“The Half” is a theatre term for the call that comes 35 minutes before curtain up and half an hour before the “Beginners” call that tells those first on to get to the stage. In Richard Dormer’s The Half, confidently directed by David Calvitto, we see an actor dealing with the thoughts that plague him in this highly pressured time, whilst dealing with nerves, superstition and a soulless concrete and metal dressing room where we are the mirrors.

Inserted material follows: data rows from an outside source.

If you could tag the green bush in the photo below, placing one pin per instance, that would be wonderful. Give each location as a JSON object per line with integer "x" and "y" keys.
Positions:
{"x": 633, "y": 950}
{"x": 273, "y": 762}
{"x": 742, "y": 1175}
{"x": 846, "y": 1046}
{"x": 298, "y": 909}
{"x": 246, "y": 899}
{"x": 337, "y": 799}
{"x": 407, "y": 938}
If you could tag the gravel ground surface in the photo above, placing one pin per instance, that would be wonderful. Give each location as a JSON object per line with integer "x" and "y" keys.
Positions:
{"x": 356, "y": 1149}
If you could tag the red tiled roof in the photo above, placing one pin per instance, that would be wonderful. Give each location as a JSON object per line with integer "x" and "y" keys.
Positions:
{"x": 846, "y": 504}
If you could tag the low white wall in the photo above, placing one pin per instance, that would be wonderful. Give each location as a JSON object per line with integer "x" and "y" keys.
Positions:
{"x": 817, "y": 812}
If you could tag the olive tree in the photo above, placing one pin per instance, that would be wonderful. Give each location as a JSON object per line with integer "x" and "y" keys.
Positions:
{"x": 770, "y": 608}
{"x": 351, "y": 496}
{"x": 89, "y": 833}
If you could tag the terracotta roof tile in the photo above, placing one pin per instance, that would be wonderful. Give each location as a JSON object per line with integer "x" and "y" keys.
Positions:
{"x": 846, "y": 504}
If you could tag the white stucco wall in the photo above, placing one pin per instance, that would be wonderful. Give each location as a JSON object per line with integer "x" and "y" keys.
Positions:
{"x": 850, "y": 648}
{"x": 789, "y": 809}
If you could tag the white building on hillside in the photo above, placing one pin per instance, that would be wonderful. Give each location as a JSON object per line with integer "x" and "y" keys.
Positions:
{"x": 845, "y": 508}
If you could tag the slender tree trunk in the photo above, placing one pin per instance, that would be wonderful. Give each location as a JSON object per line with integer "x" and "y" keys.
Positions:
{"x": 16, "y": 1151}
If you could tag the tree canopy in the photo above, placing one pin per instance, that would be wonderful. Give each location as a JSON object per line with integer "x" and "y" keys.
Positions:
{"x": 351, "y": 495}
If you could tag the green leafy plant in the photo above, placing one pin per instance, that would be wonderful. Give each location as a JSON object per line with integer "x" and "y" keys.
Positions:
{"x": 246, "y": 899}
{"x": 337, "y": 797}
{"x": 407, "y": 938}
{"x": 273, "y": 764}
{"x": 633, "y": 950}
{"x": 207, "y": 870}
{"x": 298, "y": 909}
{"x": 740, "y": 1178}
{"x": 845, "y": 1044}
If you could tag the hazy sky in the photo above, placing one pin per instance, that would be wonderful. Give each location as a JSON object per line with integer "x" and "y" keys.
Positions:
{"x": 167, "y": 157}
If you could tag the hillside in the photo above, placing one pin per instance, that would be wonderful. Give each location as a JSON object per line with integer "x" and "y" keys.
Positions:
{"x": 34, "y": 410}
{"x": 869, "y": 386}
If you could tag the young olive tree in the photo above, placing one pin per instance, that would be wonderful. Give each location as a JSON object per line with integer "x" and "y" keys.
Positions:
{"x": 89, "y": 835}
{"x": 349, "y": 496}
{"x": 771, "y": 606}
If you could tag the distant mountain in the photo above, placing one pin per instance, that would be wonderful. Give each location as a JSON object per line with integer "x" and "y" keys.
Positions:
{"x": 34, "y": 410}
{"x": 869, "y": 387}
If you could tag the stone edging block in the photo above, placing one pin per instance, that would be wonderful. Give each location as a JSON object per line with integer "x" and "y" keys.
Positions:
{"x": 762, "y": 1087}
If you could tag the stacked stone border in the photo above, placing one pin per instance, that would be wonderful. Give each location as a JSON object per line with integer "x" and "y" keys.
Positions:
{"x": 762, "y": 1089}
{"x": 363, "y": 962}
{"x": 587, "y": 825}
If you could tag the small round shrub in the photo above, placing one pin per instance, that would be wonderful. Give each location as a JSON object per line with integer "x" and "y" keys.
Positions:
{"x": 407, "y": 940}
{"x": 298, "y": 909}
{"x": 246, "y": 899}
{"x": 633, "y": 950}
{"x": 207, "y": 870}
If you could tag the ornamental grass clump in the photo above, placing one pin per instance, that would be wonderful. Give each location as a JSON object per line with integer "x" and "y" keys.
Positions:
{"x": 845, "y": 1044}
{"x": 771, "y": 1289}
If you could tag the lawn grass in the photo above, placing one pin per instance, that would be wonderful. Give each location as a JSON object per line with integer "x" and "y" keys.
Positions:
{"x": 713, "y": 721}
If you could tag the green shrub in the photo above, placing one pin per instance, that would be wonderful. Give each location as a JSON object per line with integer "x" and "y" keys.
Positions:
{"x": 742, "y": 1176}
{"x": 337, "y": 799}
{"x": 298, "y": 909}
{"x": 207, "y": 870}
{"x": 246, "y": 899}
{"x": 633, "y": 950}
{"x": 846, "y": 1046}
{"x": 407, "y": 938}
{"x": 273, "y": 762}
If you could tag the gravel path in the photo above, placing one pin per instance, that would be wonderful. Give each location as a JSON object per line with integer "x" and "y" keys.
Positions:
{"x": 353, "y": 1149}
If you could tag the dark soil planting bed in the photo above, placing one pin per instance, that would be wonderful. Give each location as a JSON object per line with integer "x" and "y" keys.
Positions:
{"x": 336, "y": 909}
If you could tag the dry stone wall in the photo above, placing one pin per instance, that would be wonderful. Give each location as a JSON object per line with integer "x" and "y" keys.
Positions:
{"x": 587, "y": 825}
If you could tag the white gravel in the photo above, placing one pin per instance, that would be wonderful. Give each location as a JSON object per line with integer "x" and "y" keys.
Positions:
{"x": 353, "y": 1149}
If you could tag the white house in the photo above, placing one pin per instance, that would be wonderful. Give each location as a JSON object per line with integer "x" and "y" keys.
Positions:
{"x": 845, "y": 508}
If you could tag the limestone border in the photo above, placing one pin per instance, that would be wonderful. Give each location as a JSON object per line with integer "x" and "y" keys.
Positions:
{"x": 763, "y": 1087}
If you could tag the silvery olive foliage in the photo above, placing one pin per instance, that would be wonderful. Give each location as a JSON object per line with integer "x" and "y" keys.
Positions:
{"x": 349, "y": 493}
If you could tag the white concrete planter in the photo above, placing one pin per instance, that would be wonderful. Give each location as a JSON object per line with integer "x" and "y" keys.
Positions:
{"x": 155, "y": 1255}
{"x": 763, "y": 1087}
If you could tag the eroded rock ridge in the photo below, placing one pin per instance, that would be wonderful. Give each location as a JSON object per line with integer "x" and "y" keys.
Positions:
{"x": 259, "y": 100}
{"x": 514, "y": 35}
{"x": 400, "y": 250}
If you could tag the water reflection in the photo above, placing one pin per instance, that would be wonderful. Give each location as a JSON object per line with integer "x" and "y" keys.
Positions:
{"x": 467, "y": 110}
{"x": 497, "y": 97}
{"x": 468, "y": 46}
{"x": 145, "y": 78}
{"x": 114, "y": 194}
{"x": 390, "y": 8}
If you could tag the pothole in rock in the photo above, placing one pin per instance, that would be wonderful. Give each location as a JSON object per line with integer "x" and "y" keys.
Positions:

During his preparation for performing a four-and-a-half long, without interval, one man Hamlet, Guy Masterson’s Actor mentions giving only 95% of himself – after all, to give 100% is just to be desperate. For a while, watching Masterson’s controlled, clever speech and humorous antics, it seems he himself might subscribe to this notion. Oh, he is clear, funny – witty, even – obviously highly skilled, and somewhat intriguing, but will he let go of the reins at all, will his physical t-shirt-and-undershorts vulnerability actually become an emotional one that lets you in?
The answer is ‘yes’ – Masterson will open up, will let you in, and the wait for this is part of an entertaining build up that gently leads you into the Actor’s world, life and heart.
It is clear that both performer Masterson and playwright Dormer have a love for language. The very word ‘half’ takes on various associations as the play progresses as you start noticing it cropping up here and there with different meanings. The script, with a driving use of sounds, rhythms and imagery, shows Shakespeare’s attraction for them and their own connection to Shakespeare’s works. Not only are major Hamlet speeches credibly included, but lines drop in here and there beside modern language both elevated and rough, until the Actor is actually babbling Shakespearean lines in the manner of anyone just ‘losing it’, the long dead playwright’s words flowing believably from a modern man tumbling over a cliff. Along with this great facility for words, Masterson uses physical comedy to fine effect and is not afraid to go to the extremes that suit his material.
The Half sees an actor preparing for the most important acting moment of his life and fighting his demons. As Masterson states in the programme: “although the actor’s fears are perhaps more heightened and immediate due to their imminent exposure to an audience, their emotions are pretty universal.” Masterson’s great achievement with The Half is not just to embody what is universal, but to make it also extremely personal. His Actor becomes convincing enough that only the programme’s mention of a playwright persuades that this is not, for him, an autobiographical piece.
Masterson is a master at the solo show, in his choices and performance skills, and, with The Half, he once again delivers a piece that grabs your attention, tickles your funny bone and stop-starts your breath.